No se movió. Estaba mirando al techo. Le quité las gafas y las puse sobre la mesilla de noche, justo al lado de su teléfono privado.

—¿Dónde está Marty? —gritó de repente. Intentó sentarse. Se puso a mirarme, a intentar verme, pues no podía ver nada sin sus gafas.

—Se ha ido al aeropuerto. Volverá en un instante.

—¿No te irás hasta que él haya vuelto? ¿Te quedarás aquí conmigo?

—Por supuesto. Relájate.

Se dejó caer hacia atrás, como si alguien le hubiese quitado el aire. Alargó su mano para que yo la cogiese. Cerró los ojos. Pensé que se había ido, aunque después volvió a estirar el brazo, para tocar sus gafas y luego el teléfono.

—Están ahí, mamá —dije yo.

En el exterior el día todavía reinaba la claridad californiana. Me senté con mamá hasta que se hubo dormido profundamente. La noté fría. Miré alrededor de la habitación, aquella cámara larga y blanca, con todo el satén y los espejos, también su batín y sus zapatillas, todo estaba confeccionado con la misma tela que el cobertor y las cortinas, y todo me pareció horrible, espantoso. Allí dentro no había nada que fuese personal. Aunque lo peor era ella.

—Mamá, ¿eres feliz? —susurré—. ¿Tienes todo lo que deseas?

Cuando estábamos en Saint Esprit, ella dormitaba un día sí y otro también, estaba en la terraza con su cerveza, sus libros y su televisión. Durante cuatro años había estado así… ¿o habían sido más? ¿Había sido tan malo?

No me oía. Estaba dormida y tenía la mano helada.

Me dirigí a mi habitación, cerré la puerta que daba al vestíbulo y me estiré en la cama. Estuve mirando las puertas que daban al jardín y toda la casa me pareció quieta y tranquila. No creo que en ningún otro momento hubiese estado tan vacía. El personal había desaparecido en las dependencias de atrás. El jardinero no merodeaba por allí. Todo Beverly Hills parecía vacío. Nadie imaginaría la cantidad de porquería de Los Ángeles que se escondía detrás de aquellos naranjos y aquellas paredes.

Me puse a llorar. Todo tipo de malos pensamientos se agolpaban en mi cabeza. ¡Tenía que hacer algo! Tenía que dejar a Marty, no tenía excusa. Tenía que irme con Susan o con G. G., por más difícil que me resultase. Sin embargo, el dolor que sentía era el más fuerte que jamás hubiese experimentado.

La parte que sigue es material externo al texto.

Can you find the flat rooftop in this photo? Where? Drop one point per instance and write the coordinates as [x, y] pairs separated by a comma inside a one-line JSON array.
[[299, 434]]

Sabía que sólo era una chiquilla, los jóvenes se sobreponen a esas cosas, esto no se supone que sea ni siquiera amor, el amor es algo ilegal para una joven; yo sabía todo eso, claro que sí. Hasta que cumples veintiún años se supone que nada es real. Pero, Dios mío, aquello era terrible. Me sentía tan mal que no podía moverme ni pensar, y tampoco sentía deseos de emborracharme.